У ограждений под фонарями светолюбивыми мотыльками толпились скучные, тщательно причесанные и отглаженные представители фирм с табличками в руках.
Чужие люди, встречающие чужих людей по служебной обязанности.
Узнает ли его таинственный J?
Может быть, тоже сделать табличку? А что он напишет на ней? J? Вот этот J оскорбится.
До прилета было еще полтора часа. Ждать наскучило. Дрема смотрел на строящуюся громаду нового терминала, вслушивался в колокольные звуки соударяющегося металла, шорох осыпающихся искр, церковные голоса рабочих и вспоминал старый, на удивление вовремя сгоревший аэропорт. Шумный, суматошный. С толчеей восточного базара. Без людей с табличками и безразличными лицами. Встречаясь, там обнимались и смеялись, а, провожая, обнимались и плакали. Транзитные пассажиры спали на скамейках. Сонные, но бдительные милиционеры время от времени будили их: «Гражданин, вы свой рейс не проспали?» Тогда летали многие и много. А где-нибудь под лестницей обязательно сидели на рюкзаках ребята и пели под гитару.
Дрема украдкой приглядывался к бледным лицам людей с табличками.
Неужели и он стал одним из этих роботоподобных существ, обитающих на маленькой планете на задворках провинциальной галактики? Существо, у которого нет даже таблички. А в душе пусто. Ему все равно, кто прилетит. Он никого не ждет. Втайне он надеется, что все это розыгрыш. Никто не прилетит. Он, конечно, испытает минутную досаду, как и каждый, кого разыграли. И вернется в уютную квартиру, к коту Олигарху.

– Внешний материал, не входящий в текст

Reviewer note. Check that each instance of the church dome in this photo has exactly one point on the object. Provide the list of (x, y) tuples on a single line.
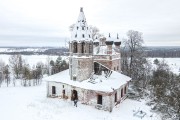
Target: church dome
[(109, 40), (81, 31), (117, 42)]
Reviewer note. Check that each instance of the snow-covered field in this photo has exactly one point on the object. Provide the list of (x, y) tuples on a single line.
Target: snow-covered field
[(32, 59), (7, 50), (31, 103), (174, 63)]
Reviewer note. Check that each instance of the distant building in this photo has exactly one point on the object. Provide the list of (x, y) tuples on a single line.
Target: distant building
[(93, 76)]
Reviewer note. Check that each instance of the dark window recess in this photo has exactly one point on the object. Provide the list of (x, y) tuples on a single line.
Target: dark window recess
[(53, 90), (125, 90), (122, 92), (83, 46), (74, 95), (115, 97), (99, 99), (75, 47)]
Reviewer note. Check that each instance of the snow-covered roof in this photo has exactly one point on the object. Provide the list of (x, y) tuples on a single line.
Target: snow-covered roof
[(109, 38), (81, 31), (98, 83), (102, 50)]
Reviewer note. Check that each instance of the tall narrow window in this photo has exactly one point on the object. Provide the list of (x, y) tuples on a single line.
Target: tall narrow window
[(125, 90), (53, 90), (75, 47), (115, 97), (83, 47), (122, 92)]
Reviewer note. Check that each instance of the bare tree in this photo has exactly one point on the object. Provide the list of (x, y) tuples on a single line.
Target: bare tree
[(16, 65), (94, 30), (2, 66), (134, 63), (6, 75)]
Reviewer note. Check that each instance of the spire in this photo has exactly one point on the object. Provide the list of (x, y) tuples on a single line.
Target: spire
[(117, 36), (81, 29), (81, 9)]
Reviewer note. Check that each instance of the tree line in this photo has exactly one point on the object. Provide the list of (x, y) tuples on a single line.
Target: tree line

Почти физически, как паутину на лице, Дрема чувствовал скуку своего захолустного космоса. Скуку и одиночество города, лежащего между холодными горами и безлюдной пустыней. На узкой полоске земли, за которую зацепилась случайная жизнь.
Когда же в толпе пассажиров, прилетевших из Стамбула, мелькнуло ее лицо, он испытал чувство, похожее на то, когда впервые увидел растекшиеся глазуньей часы Дали.
— Ты не рад?
Она жалко улыбнулась, тотчас же прикрыв тонкими пальцами рот.
Стеснялась плохих зубов.
Ногти неухоженные. Желтые от никотина.
У него, конечно, не было причин для особой радости.

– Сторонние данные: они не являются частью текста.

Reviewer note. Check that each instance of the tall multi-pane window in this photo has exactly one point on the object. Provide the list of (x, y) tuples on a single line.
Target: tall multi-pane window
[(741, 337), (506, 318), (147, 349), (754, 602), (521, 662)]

Удивление, старая обида, презрение, недоверие — все что угодно, только не радость. Но больше всего — жалость.
Она уезжала хрупкой, надменной и задиристой девчонкой. В общем-то избалованным и наивным ребенком. Сейчас перед ним стояла просто очень худая и очень маленькая женщина с нездоровым цветом лица, некрасиво выпирающимися коленками и лихорадочным блеском глаз смертельно уставшего сумеречного существа. В этих глазах уже не было вызова, а было лишь смущение и отчаяние.
В ней всегда была тайна.
Она многозначительно говорила отрывистыми, полными намеков, фразами, многозначительно молчала. Многозначительными были каждое ее движение, жест, взгляд. Правда, за все время, что он ее знал, она так и не обнаружила, что скрывается за этой многозначительностью.

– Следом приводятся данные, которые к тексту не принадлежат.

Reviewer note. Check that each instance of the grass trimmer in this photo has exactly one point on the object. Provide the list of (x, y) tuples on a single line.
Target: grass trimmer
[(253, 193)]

И вот она стоит перед ним. Истощенная. Неряшливо причесанная, не скрывающая первую седину. Одетая в какую-то легкомысленную шубейку детского размера.
Инопланетянка, в которой нет ни тайны, ни загадки.
Уставшая, смирившаяся, очень маленькая женщина.
Держит за руку сонного мальчишку в шапке «а-ля рус».
— Твой? — спрашивает он.
Она поспешно кивает головой и смотрит на сына. Сама как состарившийся ребенок.
— Говорит по-русски?
— Питер, поздоровайся.
Смуглый Питер спит на ногах. Ему не до хороших манер.
— Ты не против, если я остановлюсь у тебя, — спрашивает она и поспешно добавляет: — Мне негде остановиться.
Почему негде? Она бы могла остановиться у своей подруги Светки.
Дрема нахмурился. Его электронный адрес она могла узнать только у Светки.
Но почему «J»? Может быть, перепутала с «I», случайно нажала не ту клавишу?
И внезапно жалость, жалость, которую человек может испытать, только увидев брошенного, шелудивого щенка, беззаботно играющего на дороге с клочком газеты, заставила его поспешно откашляться.
Это же ее поэтический псевдоним. Так она подписала свой первый и, вероятно, последний стишок, напечатанный в журнале. Журнал авангардистского толка назывался «Пробивая стену». Издавался тиражом в сто пятьдесят экземпляров. Вышло, кажется, два или три номера. Бедная, бедная Ирка, живущая на пепелище своей короткой юности. Ведь она уверена, что он помнит и ее псевдоним, и тот стишок без рифм, знаков препинания и смысла. Стишок, который невозможно запомнить. Неужели она все еще живет детскими грезами?